«Un insegnante meraviglioso». Questa l’espressione ricorrente nelle testimonianze ascoltate a Palazzo Galli (Sala Panini) durante la tavola rotonda – coordinata dalla prof. Valeria Poli – con gli ex allievi di Giacomo Bertucci, organizzata dalla Banca di Piacenza dell’ambito delle manifestazioni collaterali alla mostra dedicata al pittore piacentino e allestita nello stesso Palazzo Galli (sono gli ultimi giorni per visitarla, chiude infatti domenica 19 gennaio).
Nel presentare i relatori, la prof. Poli ha sottolineato l’importante ruolo svolto in ambito culturale dalla Banca sul territorio d’insediamento senza gravare sulla comunità e ripercorso le tappe della formazione di Bertucci: il diploma di geometra (nel 1922, quando il Tramello era un indirizzo del Romagnosi); la frequentazione dell’Istituto Gazzola, allievo di Ghittoni, nel 1922-23 (istituto dove tornerà da insegnante nel 1967 e fino al 1980), e dell’Accademia di belle arti di Brera dal 1931 al 1935, allievo di Aldo Carpi.
“A Milano insegnò figura disegnata per 22 anni (dal 1951 al 1973) al Liceo artistico di Brera, dove aveva avuto tra i suoi allievi Franco Scepi. «Fu mio insegnante di ornato nel rivoluzionario clima milanese degli anni Cinquanta – ha confermato il regista piacentino – e lo ricordo come un professore estremamente silenzioso ed un pittore molto legato al bel disegno, che rifiutava le avanguardie storiche”.
Gli altri ex allievi hanno tutti frequentato l’Istituto Gazzola. «Ho del professor Bertucci ricordi meravigliosi – ha testimoniato il fotografo Maurizio Cavalloni -. Fu determinante nella mia vita lavorativa.
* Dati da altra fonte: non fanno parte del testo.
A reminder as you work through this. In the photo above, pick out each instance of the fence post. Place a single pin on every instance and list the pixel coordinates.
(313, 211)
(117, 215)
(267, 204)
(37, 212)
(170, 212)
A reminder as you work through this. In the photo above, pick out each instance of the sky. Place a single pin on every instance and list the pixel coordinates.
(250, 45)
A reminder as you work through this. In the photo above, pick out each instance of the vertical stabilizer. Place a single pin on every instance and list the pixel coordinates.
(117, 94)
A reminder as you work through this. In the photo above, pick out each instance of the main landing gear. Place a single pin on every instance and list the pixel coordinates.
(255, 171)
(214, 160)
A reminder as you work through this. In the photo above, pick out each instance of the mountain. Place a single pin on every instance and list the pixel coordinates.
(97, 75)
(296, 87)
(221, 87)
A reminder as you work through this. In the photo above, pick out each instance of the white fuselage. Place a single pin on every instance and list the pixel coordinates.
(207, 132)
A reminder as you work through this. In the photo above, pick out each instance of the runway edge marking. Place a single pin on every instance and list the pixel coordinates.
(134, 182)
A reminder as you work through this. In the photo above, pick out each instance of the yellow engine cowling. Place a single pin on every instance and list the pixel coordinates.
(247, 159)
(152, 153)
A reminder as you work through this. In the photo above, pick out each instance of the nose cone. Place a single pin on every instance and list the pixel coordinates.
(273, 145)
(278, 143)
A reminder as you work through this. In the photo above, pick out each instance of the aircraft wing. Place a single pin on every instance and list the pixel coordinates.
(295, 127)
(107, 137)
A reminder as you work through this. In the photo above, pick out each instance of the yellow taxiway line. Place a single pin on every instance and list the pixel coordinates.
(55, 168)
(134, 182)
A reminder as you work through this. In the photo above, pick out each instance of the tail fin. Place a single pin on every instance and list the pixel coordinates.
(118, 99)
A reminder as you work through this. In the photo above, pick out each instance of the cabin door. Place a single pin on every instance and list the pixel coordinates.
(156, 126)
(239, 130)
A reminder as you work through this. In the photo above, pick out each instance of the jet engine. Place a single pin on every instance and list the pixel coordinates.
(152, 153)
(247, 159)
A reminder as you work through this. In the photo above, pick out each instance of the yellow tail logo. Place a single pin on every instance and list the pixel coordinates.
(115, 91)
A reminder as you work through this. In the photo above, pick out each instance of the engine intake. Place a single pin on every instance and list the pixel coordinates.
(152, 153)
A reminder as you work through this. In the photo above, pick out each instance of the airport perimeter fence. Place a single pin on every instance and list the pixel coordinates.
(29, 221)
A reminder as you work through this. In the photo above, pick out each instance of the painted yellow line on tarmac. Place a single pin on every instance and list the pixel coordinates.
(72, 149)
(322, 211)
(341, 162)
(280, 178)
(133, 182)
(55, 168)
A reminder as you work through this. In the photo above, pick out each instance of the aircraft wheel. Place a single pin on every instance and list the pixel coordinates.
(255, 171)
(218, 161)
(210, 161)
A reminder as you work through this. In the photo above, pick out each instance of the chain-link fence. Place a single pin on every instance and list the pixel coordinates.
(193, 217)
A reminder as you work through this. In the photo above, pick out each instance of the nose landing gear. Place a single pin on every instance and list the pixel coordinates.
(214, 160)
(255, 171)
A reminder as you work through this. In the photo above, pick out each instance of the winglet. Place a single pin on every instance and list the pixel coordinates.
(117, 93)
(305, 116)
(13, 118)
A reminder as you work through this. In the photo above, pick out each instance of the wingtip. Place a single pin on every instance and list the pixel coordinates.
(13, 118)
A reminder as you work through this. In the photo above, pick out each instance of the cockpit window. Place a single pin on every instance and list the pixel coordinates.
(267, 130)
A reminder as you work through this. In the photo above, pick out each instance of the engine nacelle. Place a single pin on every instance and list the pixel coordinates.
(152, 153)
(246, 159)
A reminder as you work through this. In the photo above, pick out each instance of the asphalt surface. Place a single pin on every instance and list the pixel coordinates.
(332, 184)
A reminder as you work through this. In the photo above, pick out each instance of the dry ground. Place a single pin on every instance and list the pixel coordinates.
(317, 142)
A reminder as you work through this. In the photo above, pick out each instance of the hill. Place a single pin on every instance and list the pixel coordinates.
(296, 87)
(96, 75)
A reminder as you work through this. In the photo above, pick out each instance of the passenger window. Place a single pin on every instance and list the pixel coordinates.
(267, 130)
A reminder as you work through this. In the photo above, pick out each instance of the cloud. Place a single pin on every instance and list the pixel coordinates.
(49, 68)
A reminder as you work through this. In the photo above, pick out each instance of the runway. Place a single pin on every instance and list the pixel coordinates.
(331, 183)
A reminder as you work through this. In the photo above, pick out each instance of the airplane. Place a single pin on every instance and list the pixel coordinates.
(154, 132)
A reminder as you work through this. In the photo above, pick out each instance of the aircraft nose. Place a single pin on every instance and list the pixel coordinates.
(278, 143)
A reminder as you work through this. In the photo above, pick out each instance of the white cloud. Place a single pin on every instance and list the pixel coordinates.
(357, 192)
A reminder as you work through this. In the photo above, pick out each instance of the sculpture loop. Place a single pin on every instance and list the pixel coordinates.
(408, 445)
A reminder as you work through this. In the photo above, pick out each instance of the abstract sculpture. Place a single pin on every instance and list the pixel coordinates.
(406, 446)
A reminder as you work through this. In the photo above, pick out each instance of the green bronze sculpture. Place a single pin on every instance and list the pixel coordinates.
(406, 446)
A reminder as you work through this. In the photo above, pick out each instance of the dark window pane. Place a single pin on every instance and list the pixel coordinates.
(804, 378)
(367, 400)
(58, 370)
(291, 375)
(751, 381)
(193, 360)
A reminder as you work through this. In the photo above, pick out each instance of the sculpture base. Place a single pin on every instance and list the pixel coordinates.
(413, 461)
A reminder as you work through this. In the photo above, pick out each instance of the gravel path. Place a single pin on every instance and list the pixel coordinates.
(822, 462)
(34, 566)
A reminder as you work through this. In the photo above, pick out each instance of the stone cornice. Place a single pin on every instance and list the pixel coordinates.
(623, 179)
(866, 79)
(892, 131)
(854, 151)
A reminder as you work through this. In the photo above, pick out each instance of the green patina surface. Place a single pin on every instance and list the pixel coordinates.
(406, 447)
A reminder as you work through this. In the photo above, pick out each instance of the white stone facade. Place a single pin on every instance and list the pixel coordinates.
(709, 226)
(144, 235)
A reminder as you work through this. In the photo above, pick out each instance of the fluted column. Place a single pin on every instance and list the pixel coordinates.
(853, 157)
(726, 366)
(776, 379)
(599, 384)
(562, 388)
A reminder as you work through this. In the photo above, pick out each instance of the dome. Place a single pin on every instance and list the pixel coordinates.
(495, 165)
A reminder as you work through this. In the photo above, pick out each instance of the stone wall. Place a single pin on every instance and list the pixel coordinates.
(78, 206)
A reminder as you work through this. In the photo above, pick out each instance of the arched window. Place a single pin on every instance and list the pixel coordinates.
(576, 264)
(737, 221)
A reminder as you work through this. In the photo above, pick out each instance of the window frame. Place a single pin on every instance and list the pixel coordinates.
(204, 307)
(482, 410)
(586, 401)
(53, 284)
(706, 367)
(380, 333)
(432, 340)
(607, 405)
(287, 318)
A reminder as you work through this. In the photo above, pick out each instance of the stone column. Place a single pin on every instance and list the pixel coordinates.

Ho frequentato il Gazzola per 5 anni da studente-lavoratore: al sabato e alla domenica andavo infatti allo Studio Croce. Poi Bertucci mi trasmise un tale entusiasmo (disegnava e dipingeva in mezzo a noi rapidissimo, era in grado di realizzare un quadro in mezz’ora) che presi la decisione di fare il pittore, comunicando che non sarei più andato a dare uno mano allo studio fotografico. Croce parlò con il professore, che mi convinse invece a fare il fotografo, anticipandomi che Croce mi avrebbe lasciato poi l’attività. E così è stato».
Il pittore Valter Lusardi ha dal canto suo definito «fondamentale» Giacomo Bertucci per la sua formazione artistica: «Creava entusiasmo tra i suoi allievi – ha proseguito – lavorando insieme a noi. Era molto interessato amio modo di disegnare e mi spronava a intraprendere il mestiere dell’artista. Mio padre non voleva facessi il pittore e per un periodo smisi di disegnare. Incontrai il professor Bertucci dopo il servizio militare a una personale da Braga. Mi abbracciò e mi incitò di nuovo. E’ grazie a lui se ora mi ritrovo a fare l’artista».
«Mi ha insegnato a dipingere ad olio – ha raccontato Francesco Rossi – facendomi apprendere la tecnica degli impressionisti. E’ stato un periodo molto bello quello del Gazzola. Per tutta la mia vita lavorativa ho sì tenuto in mano la matita, ma come disegnatore meccanico. Dal 2004 ho iniziato a dipingere facendo tesoro, anche a distanza di tanto tempo, dei consigli del mio maestro Bertucci».
«E’ stato mio professore per due anni – ha spiegato la scultrice e ceramista Giuseppina Vey – ed ha acceso in me la passione per il disegno e per l’arte, lasciandomi moltissimo. Mi ha fatto imparare come si affronta un foglio bianco, in modo serio ma non altezzoso. Correggeva, ma non mortificava. E’ stato un insegnante meraviglioso, unendo determinazione e dolcezza».
Il figlio del pittore, Rinaldo, ha ringraziato tutti i relatori (ai quali è stata consegnata una pubblicazione della Banca in ricordo della serata): «In queste vostre testimonianze di stima da ex allievi – ha osservato – ho sentito rivivere mio padre, cosa che fino ad ora avevo potuto fare solo attraverso i suoi quadri. Mio padre rivive anche in voi». Il dottor Rinaldo Bertucci ha concluso il suo intervento raccontando un simpatico aneddoto: «Mio nonno non voleva che mio padre facesse l’artista. Nel 1924 s’iscrisse allora al primo anno della Facoltà d’Agraria all’Università di Bologna. Ancora conservo i disegni dei suoi professori, che ritraeva durante le lezioni, per niente interessato agli argomenti trattati».